Jennifer Hancock: Humanist parenting creates courageous adults

January 12, 2013 

Not only am I a Humanist, I am also a parent. Humanistic parenting comes naturally to me because that is how I was raised. My parents are both freethinkers and highly ethical individuals. They taught me most of what I know and pretty much all of the life skills principles that I now teach to others.

The thing about Humanist parents is that we don't set out to raise Humanists. Our goal is to raise ethically courageous adults who are capable of thinking for themselves. We understand that critical thinking is the key to success in all aspects of life.

For instance, who should you date and/or marry and/or have sex with are decisions that are vastly improved when you take the time to think before you decide how you want to act.

When our children are young, we make a lot of decisions for them. What clothes should they wear? What school should they go to? What food should they eat?

Making decisions for our kids becomes a bit of a habit. But like all habits, it's one we need to break if we are going to prepare our kids to survive and thrive in the real world.

Why? Because when our kids grow up and become adults, we aren't going to be there to make those decisions for them. Nor should we! They need to know how to make good decisions on their own.

As well-meaning as I might be, I need to respect my child as the individual he is.

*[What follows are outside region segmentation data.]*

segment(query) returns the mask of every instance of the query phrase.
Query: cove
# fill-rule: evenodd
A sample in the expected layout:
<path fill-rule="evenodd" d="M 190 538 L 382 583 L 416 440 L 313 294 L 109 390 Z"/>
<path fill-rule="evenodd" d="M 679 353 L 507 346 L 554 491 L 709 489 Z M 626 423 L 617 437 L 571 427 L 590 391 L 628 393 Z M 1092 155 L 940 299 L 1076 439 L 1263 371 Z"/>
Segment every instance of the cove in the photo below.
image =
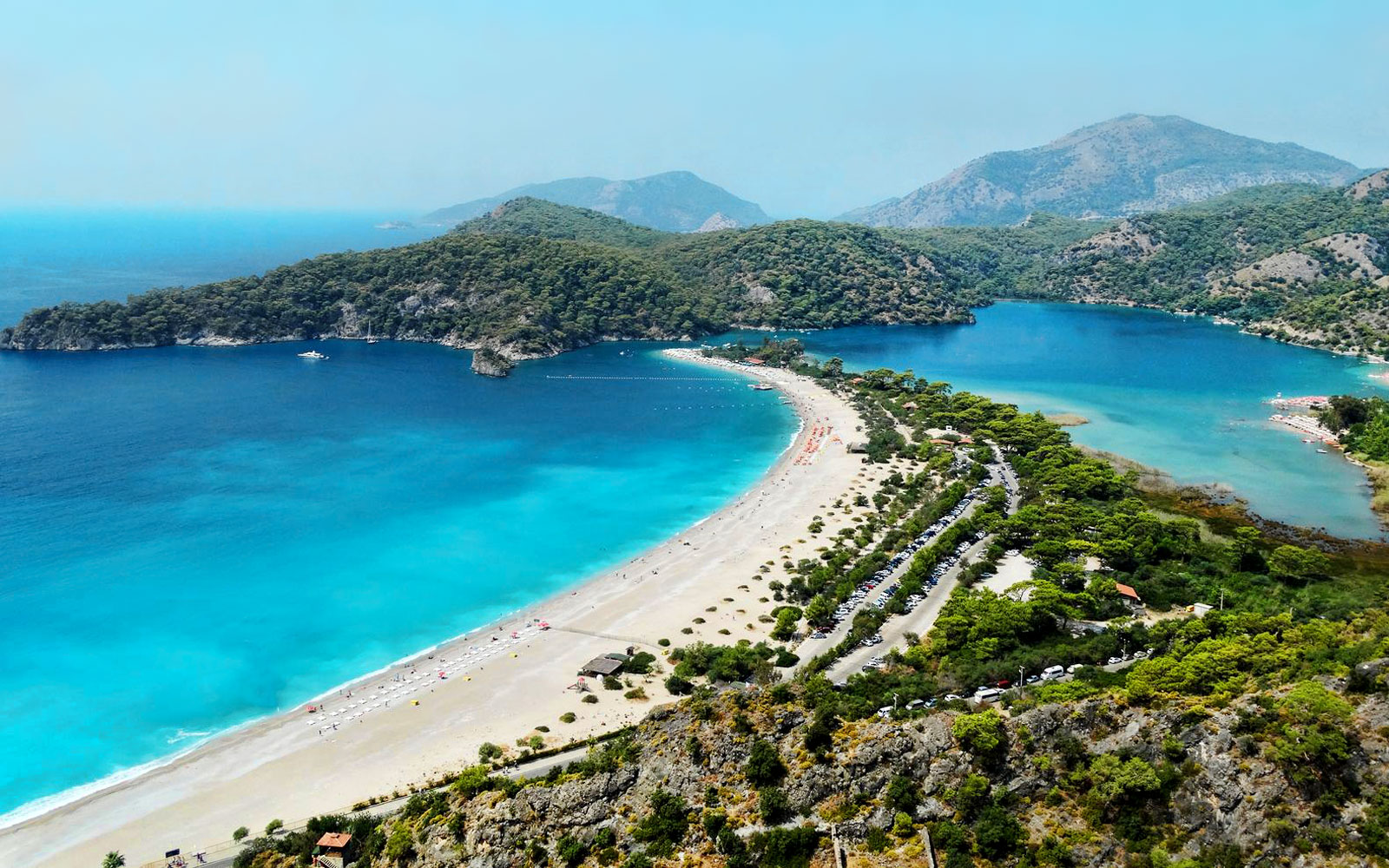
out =
<path fill-rule="evenodd" d="M 1382 394 L 1368 378 L 1382 367 L 1153 310 L 1004 301 L 975 315 L 795 336 L 853 369 L 910 368 L 1024 410 L 1079 412 L 1090 419 L 1070 429 L 1079 443 L 1183 483 L 1228 485 L 1265 518 L 1382 537 L 1360 468 L 1268 422 L 1265 403 L 1279 392 Z"/>
<path fill-rule="evenodd" d="M 0 812 L 482 626 L 746 490 L 793 412 L 657 350 L 507 381 L 429 344 L 0 354 Z"/>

Instead of insisting that he do things my way, I serve him better when I teach him how to make the right decision for himself.

This doesn't mean I don't discipline him. I do. Learning that there are rules and that those rules need to be followed is important.

What I do, however, is make sure that my rules aren't arbitrary. Kids not only have a right to know a particular rule exists, they need to know why. There is no way for a child to learn why certain behaviors are considered good and others bad if we don't share the reasoning behind those rules.

As a Humanist parent I try to avoid the words, "because I said so." I want my son to know why. I want him to question my reasons. I want him to understand. In short, I want him to think.

Yes, it would be easier to just issue an order and demand compliance. But then I would be depriving my son of an opportunity to practice critical thinking. And thinking well is a skill he is going to need when he becomes an adult.